C'est ce que conclut le comité ministériel chargé d'examiner la réforme de l'industrie du taxi. Intitulé « Réforme de l'industrie du taxi », le document de quatre pages, remplies de statistiques, conclut qu'il n'est pas utile de racheter les permis des chauffeurs de l'industrie traditionnelle et que la valeur de ceux-ci ne déclinera pas comme ils le prétendent.

Le document que La Presse a obtenu énonce les conclusions des ministères des Finances, des Transports, de l'Agence du revenu, une proposition déposée au début d'avril.
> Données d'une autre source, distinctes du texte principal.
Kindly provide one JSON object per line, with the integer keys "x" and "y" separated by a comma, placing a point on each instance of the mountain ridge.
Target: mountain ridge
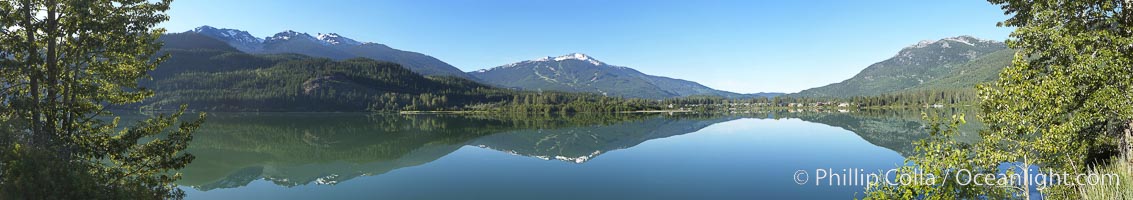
{"x": 330, "y": 45}
{"x": 585, "y": 74}
{"x": 921, "y": 66}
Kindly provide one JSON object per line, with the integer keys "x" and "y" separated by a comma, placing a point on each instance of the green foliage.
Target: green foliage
{"x": 64, "y": 62}
{"x": 220, "y": 79}
{"x": 1123, "y": 167}
{"x": 1066, "y": 97}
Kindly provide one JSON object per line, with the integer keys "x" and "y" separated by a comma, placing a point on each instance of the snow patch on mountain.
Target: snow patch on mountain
{"x": 332, "y": 38}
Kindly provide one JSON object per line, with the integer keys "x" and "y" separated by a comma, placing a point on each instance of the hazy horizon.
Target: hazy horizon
{"x": 730, "y": 45}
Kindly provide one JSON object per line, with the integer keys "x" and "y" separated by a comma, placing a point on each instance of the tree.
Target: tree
{"x": 64, "y": 63}
{"x": 1063, "y": 104}
{"x": 1068, "y": 94}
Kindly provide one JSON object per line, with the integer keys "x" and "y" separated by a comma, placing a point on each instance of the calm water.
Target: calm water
{"x": 629, "y": 156}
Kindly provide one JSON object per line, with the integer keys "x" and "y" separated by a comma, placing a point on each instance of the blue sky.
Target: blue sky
{"x": 741, "y": 45}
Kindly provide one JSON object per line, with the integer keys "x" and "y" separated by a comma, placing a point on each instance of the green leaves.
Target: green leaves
{"x": 64, "y": 62}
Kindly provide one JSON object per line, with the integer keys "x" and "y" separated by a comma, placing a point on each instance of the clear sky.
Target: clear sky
{"x": 742, "y": 45}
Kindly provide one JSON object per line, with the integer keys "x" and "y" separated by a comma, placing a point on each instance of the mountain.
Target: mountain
{"x": 581, "y": 72}
{"x": 329, "y": 45}
{"x": 947, "y": 63}
{"x": 210, "y": 75}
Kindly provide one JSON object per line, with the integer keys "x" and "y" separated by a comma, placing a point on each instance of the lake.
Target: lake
{"x": 608, "y": 156}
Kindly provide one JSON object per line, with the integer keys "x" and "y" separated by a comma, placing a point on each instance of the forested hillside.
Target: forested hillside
{"x": 212, "y": 76}
{"x": 953, "y": 64}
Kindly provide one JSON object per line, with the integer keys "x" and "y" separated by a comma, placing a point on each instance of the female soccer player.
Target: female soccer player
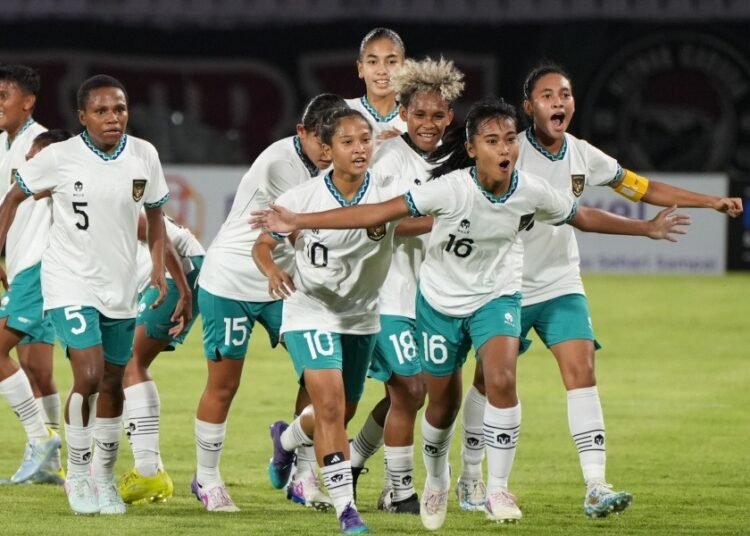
{"x": 155, "y": 333}
{"x": 98, "y": 182}
{"x": 554, "y": 302}
{"x": 22, "y": 322}
{"x": 330, "y": 318}
{"x": 426, "y": 91}
{"x": 381, "y": 53}
{"x": 233, "y": 296}
{"x": 469, "y": 287}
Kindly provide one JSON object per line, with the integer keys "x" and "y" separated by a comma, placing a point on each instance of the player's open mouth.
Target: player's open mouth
{"x": 558, "y": 118}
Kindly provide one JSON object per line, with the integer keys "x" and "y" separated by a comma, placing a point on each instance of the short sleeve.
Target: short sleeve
{"x": 602, "y": 169}
{"x": 289, "y": 201}
{"x": 39, "y": 174}
{"x": 280, "y": 177}
{"x": 157, "y": 191}
{"x": 554, "y": 207}
{"x": 438, "y": 197}
{"x": 390, "y": 164}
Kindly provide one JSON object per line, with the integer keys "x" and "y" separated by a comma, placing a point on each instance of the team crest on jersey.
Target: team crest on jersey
{"x": 526, "y": 222}
{"x": 139, "y": 187}
{"x": 577, "y": 183}
{"x": 376, "y": 233}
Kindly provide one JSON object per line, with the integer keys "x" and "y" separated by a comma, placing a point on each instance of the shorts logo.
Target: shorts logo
{"x": 376, "y": 233}
{"x": 503, "y": 439}
{"x": 577, "y": 183}
{"x": 681, "y": 101}
{"x": 526, "y": 223}
{"x": 139, "y": 187}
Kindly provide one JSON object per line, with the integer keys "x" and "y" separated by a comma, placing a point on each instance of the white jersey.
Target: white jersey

Ce scénario est à l'étude au comité ministériel du développement économique, qui se réunit aujourd'hui à Québec.

Le ministre des Transports Jacques Daoust préconisait un régime unique, qui en pratique aurait évincé Uber du marché. Hier à l'Assemblée nationale, il était moins catégorique et évitait de répéter son credo pour un régime identique pour tout le monde. Par ailleurs, a appris La Presse, le caucus des députés libéraux est manifestement favorable au maintien d'Uber - les promoteurs ont fait une tournée des élus, hier, à l'Assemblée nationale.

Le document du comité ministériel précise qu'on constate qu'en « imposant la perception des taxes aux fournisseurs de services d'applications mobiles, le bénéfice avant impôts des chauffeurs d'Uber devient nettement inférieur à celui des détenteurs de permis de taxi, et ce, malgré le financement du coût des permis que ces derniers doivent assumer ».

Si on ajoute les frais pour les questions de sécurité, les assurances commerciales, la vérification des antécédents judiciaires et l'inspection mécanique qui serait imposée aux chauffeurs d'Uber, leur avantage se réduit encore.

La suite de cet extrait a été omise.